How Splice Machine’s Data Platform Will Help Clinicians Improve Medical Care
August 21, 2018
Precision Innovation Network (PIN) selects Splice Machine’s scale-out SQL RDBMS to learn the trajectory of a disease and predict the best treatment methods using machine learning.
Growth in the AI health market is expected to reach $6.6 billion by 2021, and—according to Accenture—the combined deployment of key clinical health AI applications can potentially create $150 billion in annual savings for the U.S. healthcare economy by 2026.
As a result of this momentum, Precision Innovation Network (PIN), a physician-centric organization focused on strengthening the patient-physician relationship, recently announced that they have selected Splice Machine’s intelligent data platform to develop its Treatment Advisor prototype.
The application will leverage multi-dimensional data and machine learning to help clinicians learn the trajectory of a disease and gather predictions for what may be the best treatment for each individual. It also allows doctors to analyze the data to target disease-modifying therapies and better understand how a patient might feel—what the medical community calls a patient-reported outcome (PRO)—in the future.
“Machine learning performed on rich, multidimensional data has massive potential to improve both medical care and patient outcomes,” said Monte Zweben, CEO, Splice Machine. “However, the vision for such systems has been hindered by complex, costly data platforms. We’re thrilled to be working with PIN, along with clinical leader and innovator Dr. Mark Gudesblatt, to provide an integrated, scalable platform for doing data science on neurological data.”

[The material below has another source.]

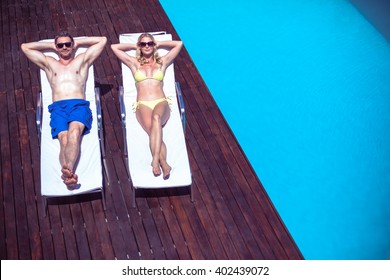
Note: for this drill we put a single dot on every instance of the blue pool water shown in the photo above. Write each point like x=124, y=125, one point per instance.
x=305, y=87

Splice Machine will provide PIN with a data science workbench for the ingestion of data, the visualization and transformation of the raw data to apply machine learning to the data, and a view of the insights that will help provide more precise medical treatment to patients. The Treatment Advisor will be delivered on Splice Machine’s AWS-hosted cloud service.
“When we are evaluating a patient, the more objective relevant data we have, which includes medical records, quantified measured performance obtained from digital devices, patient perspectives from questionnaires, and even their demographics, the better we can make a refined and accurate diagnosis, appreciate disease impact beyond our own perceptions and define the prognosis and disease trajectory, and then more rapidly and holistically determine in an objective manner the best therapy for the right person at the critical time,” said Dr. Gudesblatt, medical director of the Comprehensive MS Care Center and Principal Investigator of Clinical Research at South Shore Neurologic Associates, PC in Islip, NY.
Gudesblatt continued, “This approach, with such analytic data that is patient-centric, can improve the decision-making process for individualized disease-modifying therapies and treatments to optimize outcomes and maintain wellness and improved care and health. In medicine, every second counts and Splice Machine—with its open source, SQL RDBMS, data warehouse and machine learning platform in one—has the capacity to store all of the data we need as we grow our network and the architecture to help us gain better insights in real time to exponentially improve our diagnostic and therapeutic decision making.”